Friday, February 3, 2017

John Sayles

John Sayles, Toronto, Sept. 1994

MOVIE DIRECTORS, AS I'VE SAID BEFORE, WERE TO MY '90s what rock musicians were to my '80s. Back when independent film was viable and people could still pronounce "auteur" I shot a lot of movie directors for NOW magazine, mostly because movie studios and distributors had the budgets to fly them to town for a day of interviews.

John Sayles was probably the epitome of American independent cinema, having taken the classic career path, starting with a brief stint in Roger Corman's exploitation stable before making his first art house hit, The Return of the Secaucus Seven, a film that would later be known as the Baby Boomer pre-midlife crisis weekend story that wasn't The Big Chill. He was at the film festival with his latest film, The Secret of Roan Inish, a story about selkies set in rural Ireland, made between his women's picture (Passion Fish) and his western murder mystery (Lone Star.)

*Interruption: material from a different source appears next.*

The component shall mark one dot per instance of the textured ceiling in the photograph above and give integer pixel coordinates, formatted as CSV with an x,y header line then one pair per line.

John Sayles, Toronto, Sept. 1994

Sayles' reputation was based on his talent with scripts, bolstered by his involvement on an early version of what would become E.T. and uncredited work on movies like Apollo 13. I was personally a big fan of Baby It's You, his 1983 film starring Vincent Spano (remember him?) and a young Rosanna Arquette, about young love doomed by class differences in the '60s. Americans tend not to be able to deal with the complex machinery of class very well, mostly for lack of a vocabulary to discuss it with candor, so Sayles' film felt exceptional, at least when I saw it in college.

Sayles is what the British refer to as a Man of the Left, but his take on class in Baby It's You was refreshingly free of Marxist tropes. The best thing about the film, though, wasn't how it dealt with class as much as its very moving portrayal of that frightening moment, just after high school, when life suddenly isn't so full of promise and opportunity as much as disappointment and the bracing realization that your capabilities might be more limited than you imagined.

He'd explored something similar in The Return of the Secaucus Seven, albeit with adults breaking into their thirties harrowed by a reprise of this brute reality. It endeared me to him quite a bit, though I remember being more than a bit disappointed by his follow-up film, The Brother From Another Planet, which I can't help but recall as a film that Spike Lee might have had more success with.

John Sayles, Toronto, Sept. 1994

I don't know why I put Sayles in the deep shadows of the hotel room where we did this shoot. Perhaps I was trying to say something about his reputation as a screenwriter and script doctor - one of the movie industry's more obscure jobs. Or perhaps I just liked this stark piece of light by a bit of bare wall.

I know that I was trying to capture something heroic with the shot at the top, not just because of Sayles' politics (Men of the Left tend to regard their political stances as implicitly heroic) but more particularly reflecting his role in the independent film scene, in which he was once a trailblazer and where he's now something of a survivor, and an endangered one at that.